To date, QALYs have focused primarily on the patient, and excluded caregivers and family members.12 There is a growing call to include family effects in economic evaluation, to more accurately capture the entirety of benefits.13,14 Both individuals' and others' outcomes have historically been considered in substance misuse.15 In medicine, however, concern has generally been focused on the patient alone (despite evidence of the collateral effects of health16,17). In this study we assessed the health-related quality of life of opioid misuse and treatment on individuals to enable the calculation of QALYs for opioid misuse, and on spouses to inform knowledge of effects beyond the individual.
QALYs represent the value people place on life in a certain health state—whether that is life in methadone maintenance therapy or life with diabetes. For resource allocation decisions, we need to know how society as a whole values life in a health state, meaning what the general population feels about a particular state of health, and this is usually accomplished through a general population survey.6 Health economists use these values to assign a weight to each year of life that is gained by a health intervention, to compare among gains afforded by different interventions for different conditions. Health state utility is the metric that represents this weight, and was the focus of this research. Our aims were as follows:
We measured utilities for 6 of opioid misuse and treatment states, selected to represent a spectrum of states that would be useful for future cost-effectiveness analyses: active injection opioid misuse (“active injection misuse”); active prescription opioid misuse (“active prescription misuse”); methadone maintenance therapy at the initiation stage (“initiation methadone”), and when the user is considered stabilized in treatment (“stabilized methadone”); and buprenorphine therapy at the initiation stage (“initiation buprenorphine”), and when the user is considered stabilized in treatment (“stabilized buprenorphine”).

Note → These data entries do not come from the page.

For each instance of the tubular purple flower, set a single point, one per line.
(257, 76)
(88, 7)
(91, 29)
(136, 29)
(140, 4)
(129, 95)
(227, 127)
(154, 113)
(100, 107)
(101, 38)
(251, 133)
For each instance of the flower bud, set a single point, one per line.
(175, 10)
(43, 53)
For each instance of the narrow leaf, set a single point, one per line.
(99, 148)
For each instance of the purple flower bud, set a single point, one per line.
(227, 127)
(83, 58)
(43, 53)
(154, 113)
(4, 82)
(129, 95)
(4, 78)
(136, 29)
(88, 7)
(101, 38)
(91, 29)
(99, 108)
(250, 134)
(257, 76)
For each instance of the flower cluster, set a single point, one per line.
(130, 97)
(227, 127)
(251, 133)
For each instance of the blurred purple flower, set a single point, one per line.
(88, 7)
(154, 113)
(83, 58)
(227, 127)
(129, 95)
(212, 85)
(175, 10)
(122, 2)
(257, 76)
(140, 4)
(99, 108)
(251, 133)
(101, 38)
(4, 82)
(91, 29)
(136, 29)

Utilities are defined on a scale of 0-1.0, where zero=the value of being dead and 1.0=the value of being in perfect health, and all health states are valued relative to these endpoints. Utility is thus a universal metric that allows comparisons across diseases.

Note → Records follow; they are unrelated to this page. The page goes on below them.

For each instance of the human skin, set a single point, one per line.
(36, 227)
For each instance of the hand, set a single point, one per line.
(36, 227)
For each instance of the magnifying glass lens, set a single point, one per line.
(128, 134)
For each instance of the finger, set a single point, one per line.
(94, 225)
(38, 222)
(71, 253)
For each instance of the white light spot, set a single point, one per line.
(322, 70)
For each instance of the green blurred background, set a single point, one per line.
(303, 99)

Utilities can be measured in a variety of ways: the “direct” method is to describe a health condition to someone in the general population – with or without personal experience with it--and have him/her assign it a number between 0 and 1.0. The “indirect” method is to have a person who has a condition report on his/her symptoms, health status, and functioning using a structured questionnaire (a “generic” utility instrument), and then to assign a utility value to this report using a pre-existing set of values collected from the general population.18 Broadly speaking, direct methods are considered theoretically superior but more administratively burdensome to implement than indirect methods; indirect methods are more convenient and can easily be integrated into clinical trials, but have practical limitations in their sensitivity to effects.19,20 Both methods produce theoretically equivalent results, although in practice differences across methods have been observed.21
We used a direct method in this study, the “standard gamble” (SG).18 The SG asks a respondent to consider the risk of death s/he would be willing to take in order to avoid living in a particular health state, and assigns value to health on the 0-1.0 scale described above.18 For example, if someone would take 10% risk of death to avoid living with diabetes, the SG for diabetes would be 0.90, or 90% of the value of perfect health. The SG is considered the theoretically optimal method for estimating utilities for societal-perspective economic evaluation.6
We conducted a cross-sectional, on-line survey of a US-population-representative respondent panel. We administered two survey versions (Figure 1): an “individual-focused” version, in which respondents assessed the utility of living in each of 6 opioid misuse or treatment health states, and a “spouse-spillover” version, in which respondents assessed the utility of the spouse of an individual in these states. We developed a hypothetical descriptive vignette for each state following established practice22, incorporating the literature, input from clinical experts, and qualitative data from people experienced with the condition (i.e., interviews with persons currently in methadone maintenance or buprenorphine therapy; n= 10). Both versions employed conventional practice for the SG technique18: for the individual-focused version, each respondent was asked to imagine him/herself living as an individual described in a vignette; for the spouse-spillover version, each respondent was asked to imagine that s/he was the spouse of a person living as described in a vignette, but was otherwise healthy.23
We developed two sets of vignettes to explore the scope of effects that should optimally be included in descriptions. Health state vignettes traditionally include descriptions of physical and emotional health, based on the premise that health-related quality of life is a function of health-related domains.6 We developed one set of vignettes in this traditional manner (“physical/emotional health descriptors”), and another set with additional descriptors commonly included in substance use disorder outcomes (employment, family relationships, and criminal justice involvement; “expanded descriptors”).24 We intentionally excluded co-morbid conditions from our vignettes because our goal was to assess the independent utility of opioid misuse.25 A “remission” health state was included in the expanded descriptors set to assess the utility of prior misuse. We used a randomized, split sample design to compare utilities for each set of vignettes: each respondent was assigned vignettes from one set only to avoid contamination across assessments. A sample vignette is presented in Figure 2; all vignettes are in the appendix.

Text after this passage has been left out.